Glossary of market-cycle terms

Quick definitions of the terms used across CycleBottom’s risk metrics and cycle-bottom detector. For educational purposes only — not financial advice.

Risk level (0–1)
A normalized score of how cheap or expensive an asset is versus its long-term trend. 0 is historically cheap (accumulation); 1 is historically expensive (distribution).
365-day moving average
The average daily closing price over the last 365 days. It smooths out short-term noise to show the long-term trend the risk metric measures deviation from.
Drawdown
The percentage decline from a prior peak (often the cycle’s all-time high). Deep drawdowns are one signal of a possible cycle bottom.
Accumulation zone
A price range, usually at low risk readings, where long-term buyers have historically accumulated.
Distribution zone
A price range, usually at high risk readings, where long-term holders have historically sold into strength.
MVRV
Market Value to Realized Value — compares an asset’s market cap to the aggregate price at which coins last moved. Low MVRV means holders are broadly underwater, common near bottoms.
Hash ribbon
A Bitcoin indicator comparing short- and long-term moving averages of network hash rate. A recovery after miner capitulation has historically marked good accumulation periods.
Pi Cycle
A timing indicator built from long and short moving averages whose crossings have lined up with major cycle tops and bottoms.
Puell Multiple
Daily miner revenue divided by its 365-day average.
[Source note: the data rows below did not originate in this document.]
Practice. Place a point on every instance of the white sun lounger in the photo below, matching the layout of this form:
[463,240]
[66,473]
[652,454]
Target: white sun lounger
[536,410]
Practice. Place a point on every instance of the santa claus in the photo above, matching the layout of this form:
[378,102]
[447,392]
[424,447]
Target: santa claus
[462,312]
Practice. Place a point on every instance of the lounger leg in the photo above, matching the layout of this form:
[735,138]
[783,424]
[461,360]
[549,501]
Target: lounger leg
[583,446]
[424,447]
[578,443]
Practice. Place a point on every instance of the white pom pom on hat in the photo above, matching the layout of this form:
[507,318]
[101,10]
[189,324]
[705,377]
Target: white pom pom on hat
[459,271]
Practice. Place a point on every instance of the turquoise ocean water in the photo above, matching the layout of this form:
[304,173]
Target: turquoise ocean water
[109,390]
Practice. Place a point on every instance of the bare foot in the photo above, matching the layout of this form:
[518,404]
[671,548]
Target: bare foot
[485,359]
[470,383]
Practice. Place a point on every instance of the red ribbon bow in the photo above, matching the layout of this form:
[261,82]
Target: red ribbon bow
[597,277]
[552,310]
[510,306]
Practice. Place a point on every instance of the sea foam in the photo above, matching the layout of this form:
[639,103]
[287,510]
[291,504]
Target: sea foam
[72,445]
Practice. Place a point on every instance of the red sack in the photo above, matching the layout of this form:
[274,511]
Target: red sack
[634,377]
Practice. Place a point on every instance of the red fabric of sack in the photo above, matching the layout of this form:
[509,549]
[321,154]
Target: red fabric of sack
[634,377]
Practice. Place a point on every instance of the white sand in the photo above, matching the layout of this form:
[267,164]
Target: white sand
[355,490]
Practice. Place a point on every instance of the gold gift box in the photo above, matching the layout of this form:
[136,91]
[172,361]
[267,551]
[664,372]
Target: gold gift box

Low values indicate depressed miner economics, often seen near Bitcoin bottoms.
RSI (Relative Strength Index)
A momentum oscillator from 0 to 100. Readings below 30 are considered oversold; weekly RSI below 30 is one bottom indicator.
RSI divergence
When price makes a lower low but RSI makes a higher low (bullish divergence), suggesting downside momentum is fading.
Capitulation
A phase of panic selling, often on high volume, where holders give up. It frequently coincides with cycle lows.
200-week moving average
A very long-term average that has historically acted as a floor near Bitcoin cycle bottoms.
Dollar-cost averaging (DCA)
Investing a fixed amount on a fixed schedule regardless of price, to spread purchases over time and reduce timing risk.